Data Sources and File Formats Introduction

May 5, 2016

Included in the data sources that Drill supports are these key data sources:

  • HBase
  • Hive
  • MapR-DB
  • File system

Drill considers data sources to have either a strong schema or a weak schema.

The following table describes each schema type:

Schema Type Description
Strong With the exception of text file data sources, Drill verifies that data sources associated with a strong schema contain data types compatible with those used in the query. Drill also verifies that the columns referenced in the query exist in the underlying data sources. If the columns do not exist, CREATE VIEW fails.
Weak Drill does not verify that data sources associated with a weak schema contain data types compatible with those used in the query. Drill does not verify if columns referenced in a query on a Parquet data source exist, therefore CREATE VIEW always succeeds. In the case of JSON files, Drill does not verify if the files contain the maps specified in the view.

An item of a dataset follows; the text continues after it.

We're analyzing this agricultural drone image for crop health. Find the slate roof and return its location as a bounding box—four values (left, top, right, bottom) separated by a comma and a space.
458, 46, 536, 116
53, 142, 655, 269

The following table lists the current categories of schema and the data sources associated with each:

Strong Schema Weak Schema
Data Sources views, hive tables, hbase column families, text json, mongodb, hbase column qualifiers, parquet

Drill supports the following input formats for data:

  • Avro
  • CSV (Comma-Separated-Values)
  • TSV (Tab-Separated-Values)
  • PSV (Pipe-Separated-Values)
  • Parquet
  • MapR-DB*
  • Hadoop Sequence Files

* Only available when you install Drill on a cluster using the mapr-drill package.

You set the input format for data coming from data sources to Drill in the workspace portion of the storage plugin definition. The default input format in Drill is Parquet.

You change one of the store property in the sys.options table to set the output format of Drill data. The default storage format for Drill CREATE TABLE AS (CTAS) statements is Parquet.